Tom Forsythe is an American artist and tai chi instructor who lives and works in Utah. He is known for his photographic work of Barbie dolls, which caused some controversy resulting from a lawsuit brought against him by Mattel. The company lost the case, Mattel Inc. v. Walking Mountain Prods. (9th Cir. 2003), when the United States Court of Appeals for the Ninth Circuit ruled that the images were original artwork in 2004.

== Career ==
=== Art ===
Forsythe is best known for his famous "Barbie" portraits, portraying Barbie dolls in surprising situations usually without clothes and often juxtaposed with some sort of kitchen or cooking appliance. This line of art is called the "Food Chain Barbie". In each composition, Forsythe shows the world as seemingly mad. His work has been described as "unappetizing". In the words of Judge Pregerson, "in some of Forsythe's photos, Barbie is about to be destroyed or harmed by domestic life in the form of kitchen appliances, yet continues displaying her well-known smile, disturbingly oblivious to her predicament".
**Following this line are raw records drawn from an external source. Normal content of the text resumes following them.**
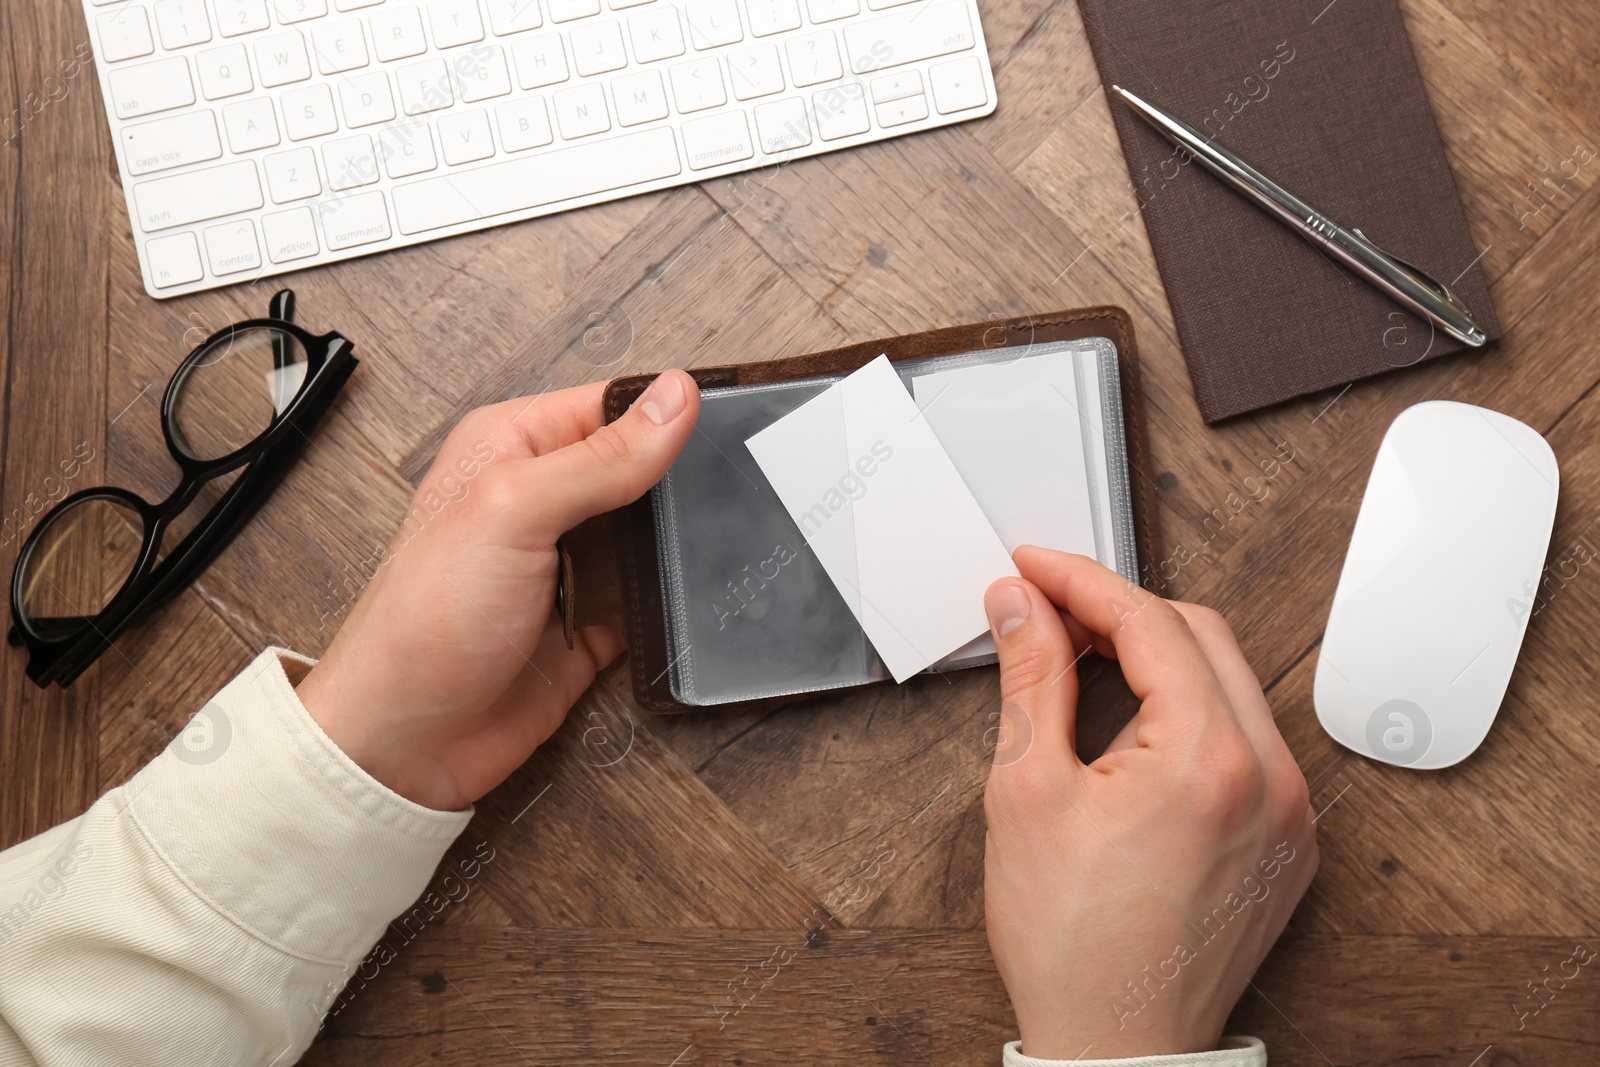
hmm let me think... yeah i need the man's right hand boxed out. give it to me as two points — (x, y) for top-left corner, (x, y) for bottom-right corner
(981, 548), (1318, 1060)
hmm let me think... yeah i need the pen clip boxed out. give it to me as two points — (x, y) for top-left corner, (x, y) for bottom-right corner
(1350, 228), (1485, 343)
(1351, 228), (1453, 302)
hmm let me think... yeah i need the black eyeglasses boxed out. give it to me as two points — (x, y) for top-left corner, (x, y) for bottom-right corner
(9, 290), (357, 687)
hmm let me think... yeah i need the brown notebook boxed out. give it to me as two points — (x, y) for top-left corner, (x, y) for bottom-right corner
(1077, 0), (1499, 422)
(557, 307), (1162, 712)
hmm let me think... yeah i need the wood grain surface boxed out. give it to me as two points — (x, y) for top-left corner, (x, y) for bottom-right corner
(4, 0), (1599, 1062)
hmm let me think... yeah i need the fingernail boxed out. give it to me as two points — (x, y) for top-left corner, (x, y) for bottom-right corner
(986, 581), (1031, 639)
(639, 372), (687, 425)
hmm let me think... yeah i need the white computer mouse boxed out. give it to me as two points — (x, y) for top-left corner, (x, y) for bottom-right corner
(1314, 400), (1558, 769)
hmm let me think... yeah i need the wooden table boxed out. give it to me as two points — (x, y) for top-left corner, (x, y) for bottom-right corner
(4, 0), (1599, 1062)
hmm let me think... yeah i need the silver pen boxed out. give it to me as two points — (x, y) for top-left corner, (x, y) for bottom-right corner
(1111, 85), (1487, 348)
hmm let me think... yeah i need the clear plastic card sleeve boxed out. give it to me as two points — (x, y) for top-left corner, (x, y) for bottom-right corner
(650, 337), (1138, 706)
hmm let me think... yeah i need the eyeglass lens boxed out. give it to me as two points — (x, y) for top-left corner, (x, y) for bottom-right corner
(170, 325), (309, 461)
(16, 495), (145, 637)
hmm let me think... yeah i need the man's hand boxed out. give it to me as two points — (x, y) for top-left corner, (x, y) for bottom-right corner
(295, 371), (699, 812)
(982, 548), (1317, 1059)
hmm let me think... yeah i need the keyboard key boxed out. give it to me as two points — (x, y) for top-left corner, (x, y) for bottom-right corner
(571, 21), (627, 77)
(336, 0), (385, 9)
(843, 2), (974, 74)
(628, 8), (684, 63)
(379, 122), (438, 175)
(554, 83), (610, 138)
(121, 110), (223, 175)
(744, 0), (798, 36)
(487, 0), (543, 34)
(428, 0), (486, 46)
(269, 0), (330, 22)
(511, 33), (569, 88)
(222, 97), (282, 151)
(865, 0), (918, 9)
(870, 69), (920, 103)
(754, 95), (808, 153)
(391, 126), (680, 232)
(460, 45), (513, 100)
(495, 96), (553, 150)
(282, 84), (339, 139)
(669, 56), (724, 112)
(319, 190), (393, 249)
(338, 71), (397, 126)
(726, 43), (781, 100)
(611, 69), (667, 126)
(682, 109), (752, 169)
(439, 109), (496, 163)
(133, 159), (263, 231)
(685, 0), (742, 48)
(145, 231), (205, 288)
(874, 92), (925, 126)
(812, 86), (867, 139)
(215, 0), (271, 37)
(785, 32), (840, 87)
(313, 20), (370, 73)
(397, 59), (454, 113)
(196, 44), (253, 99)
(929, 55), (985, 113)
(261, 206), (321, 262)
(264, 147), (323, 200)
(153, 0), (213, 49)
(805, 0), (857, 22)
(609, 0), (654, 9)
(324, 133), (380, 188)
(272, 0), (331, 22)
(255, 32), (313, 87)
(109, 56), (196, 119)
(548, 0), (601, 21)
(203, 219), (262, 274)
(371, 6), (429, 61)
(98, 8), (155, 62)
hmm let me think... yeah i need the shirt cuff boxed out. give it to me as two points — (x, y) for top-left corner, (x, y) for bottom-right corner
(122, 647), (475, 964)
(1003, 1037), (1266, 1067)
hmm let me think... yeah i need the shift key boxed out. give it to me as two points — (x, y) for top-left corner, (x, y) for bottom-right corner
(133, 160), (263, 232)
(843, 1), (974, 74)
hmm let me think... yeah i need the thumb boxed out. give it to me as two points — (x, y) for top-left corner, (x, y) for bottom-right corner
(520, 369), (700, 544)
(984, 577), (1082, 767)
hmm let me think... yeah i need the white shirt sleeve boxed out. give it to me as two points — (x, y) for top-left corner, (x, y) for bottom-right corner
(0, 648), (473, 1066)
(0, 645), (1266, 1067)
(1003, 1037), (1267, 1066)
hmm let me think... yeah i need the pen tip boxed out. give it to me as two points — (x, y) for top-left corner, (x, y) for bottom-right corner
(1110, 84), (1123, 94)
The main reason behind Forsythe's use of the Barbie is that the doll is seen as an American icon. When Barbie came out, the doll was supposed to represent beauty and (according to Forsythe) gave a false idea of how women were supposed to look and act. Forsythe chose to use the dolls in his art because he wanted to attempt to put the sexist idea to rest.

Marjorie Heins, in a Brennan Center report titled Will Fair Use Survive, said, "the benefits to the public in allowing such use - allowing artistic freedom and expression and criticism of a cultural icon - are great" adding that "it serves the aims of the Copyright Act by encouraging the very creativity and criticism the act protects."
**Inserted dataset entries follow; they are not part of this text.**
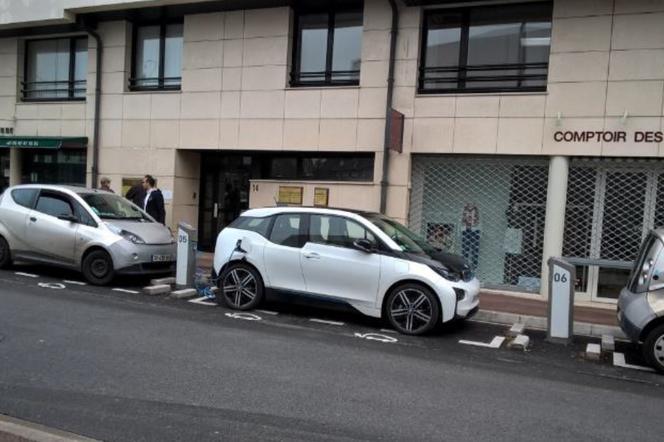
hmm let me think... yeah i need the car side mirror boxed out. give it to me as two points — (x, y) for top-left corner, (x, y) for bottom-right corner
(353, 238), (374, 253)
(58, 214), (78, 223)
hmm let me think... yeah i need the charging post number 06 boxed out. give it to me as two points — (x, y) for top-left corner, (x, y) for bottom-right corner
(553, 272), (568, 283)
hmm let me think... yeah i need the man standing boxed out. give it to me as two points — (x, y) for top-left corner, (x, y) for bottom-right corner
(100, 177), (114, 193)
(125, 180), (146, 207)
(142, 175), (165, 225)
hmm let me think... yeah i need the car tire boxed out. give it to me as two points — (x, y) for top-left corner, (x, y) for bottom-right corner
(643, 324), (664, 373)
(82, 249), (115, 286)
(385, 283), (440, 335)
(218, 262), (264, 311)
(0, 235), (12, 269)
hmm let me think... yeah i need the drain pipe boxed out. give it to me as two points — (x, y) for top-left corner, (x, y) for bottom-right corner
(78, 21), (102, 189)
(379, 0), (399, 214)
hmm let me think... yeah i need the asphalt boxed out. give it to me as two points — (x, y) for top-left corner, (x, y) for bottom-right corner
(0, 265), (663, 441)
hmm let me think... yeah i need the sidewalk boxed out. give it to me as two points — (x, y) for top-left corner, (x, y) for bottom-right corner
(196, 252), (620, 336)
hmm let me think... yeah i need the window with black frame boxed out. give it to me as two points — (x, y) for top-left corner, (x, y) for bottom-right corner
(23, 37), (88, 101)
(268, 154), (374, 181)
(291, 2), (363, 86)
(130, 22), (183, 90)
(419, 2), (552, 94)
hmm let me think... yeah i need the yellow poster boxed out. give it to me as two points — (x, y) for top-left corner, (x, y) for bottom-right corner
(278, 186), (303, 205)
(314, 187), (329, 207)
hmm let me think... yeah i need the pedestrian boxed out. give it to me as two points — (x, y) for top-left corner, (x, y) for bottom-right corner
(125, 180), (146, 208)
(99, 177), (114, 193)
(142, 175), (165, 224)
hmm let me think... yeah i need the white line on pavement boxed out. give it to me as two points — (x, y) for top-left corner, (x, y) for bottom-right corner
(63, 280), (87, 286)
(612, 352), (656, 372)
(256, 309), (279, 316)
(189, 296), (217, 306)
(309, 318), (345, 326)
(380, 328), (398, 334)
(112, 288), (139, 294)
(458, 336), (506, 349)
(15, 272), (38, 278)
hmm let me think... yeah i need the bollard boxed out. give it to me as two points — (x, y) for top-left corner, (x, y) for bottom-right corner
(176, 222), (198, 289)
(547, 257), (576, 345)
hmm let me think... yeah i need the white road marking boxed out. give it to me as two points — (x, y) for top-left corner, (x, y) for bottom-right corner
(63, 280), (87, 286)
(354, 333), (398, 343)
(225, 312), (262, 321)
(15, 272), (38, 278)
(458, 336), (506, 349)
(37, 282), (66, 290)
(256, 309), (279, 316)
(112, 288), (139, 294)
(379, 328), (398, 334)
(189, 296), (217, 306)
(612, 352), (656, 372)
(309, 318), (345, 326)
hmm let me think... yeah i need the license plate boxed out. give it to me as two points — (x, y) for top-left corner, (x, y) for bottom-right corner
(152, 254), (173, 262)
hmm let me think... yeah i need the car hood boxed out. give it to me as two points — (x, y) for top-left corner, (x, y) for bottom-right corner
(106, 220), (173, 245)
(404, 250), (471, 276)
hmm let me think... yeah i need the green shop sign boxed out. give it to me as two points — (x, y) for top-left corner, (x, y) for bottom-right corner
(0, 136), (87, 149)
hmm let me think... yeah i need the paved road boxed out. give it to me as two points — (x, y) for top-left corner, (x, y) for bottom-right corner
(0, 266), (663, 441)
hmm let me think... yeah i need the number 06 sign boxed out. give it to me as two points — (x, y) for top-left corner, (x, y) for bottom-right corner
(547, 257), (576, 344)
According to Forsythe, Barbie represents the idea of "perfection" and how women are supposed to look and act.

=== Current work ===
Forsythe is the owner of the Little Hollywood Museum in Kanab, Utah, and has been a tai chi instructor for over 20 years. His current work has included setting up an online tai chi class.

== Mattel Inc. v. Walking Mountain Productions (9th Cir. 2003)==

Forsythe's art theme, “Barbie's power as a beauty myth”, attracted legal attention. After displaying his work at art fairs in Utah and Missouri, Mattel Inc. took notice of his use of their copyrighted doll. Mattel objected to the fact that Forsythe had been using the image of their product, and they sued Forsythe in 1999 for copyright and trademark infringement. After several years of appeals, a federal judge instructed Mattel to pay Forsythe's legal fees of more than $1.8 million. The 9th Circuit Court ruled that Forsythe's art did not violate the fair use doctrine, which allows limited, unlicensed use of copyrighted material for purposes such as criticism or commentary. Accordingly, the court ruled in Forsythe's favor that the Copyright Act applied in the case of his work.

=== Reactions ===

Many artists and feminists were glad to hear that Forsythe had won the case. To them, the case made a statement that copyright is "destructive to the free exchange of ideas". To Forsythe, the case was a victory in the fight for free speech. He felt that he was using a form of art to show how political and social ideals play in our world today.

Forsythe felt that the case taught him a lesson about the US legal system, saying:

From what I've learned in the course of defending my very basic free speech rights, this is a fairly standard cost of fighting a legal battle in federal court. It only confirms what I've always sensed, that the legal system is little more than a boxing ring for the rich with the common people not even invited to experience the proceedings on pay per view. We may be free to express ourselves, but if that expression involves offending a rapacious corporation, they're equally free to sue; and unless we have the wherewithal to fight off high powered attorneys, that's where our free speech ends.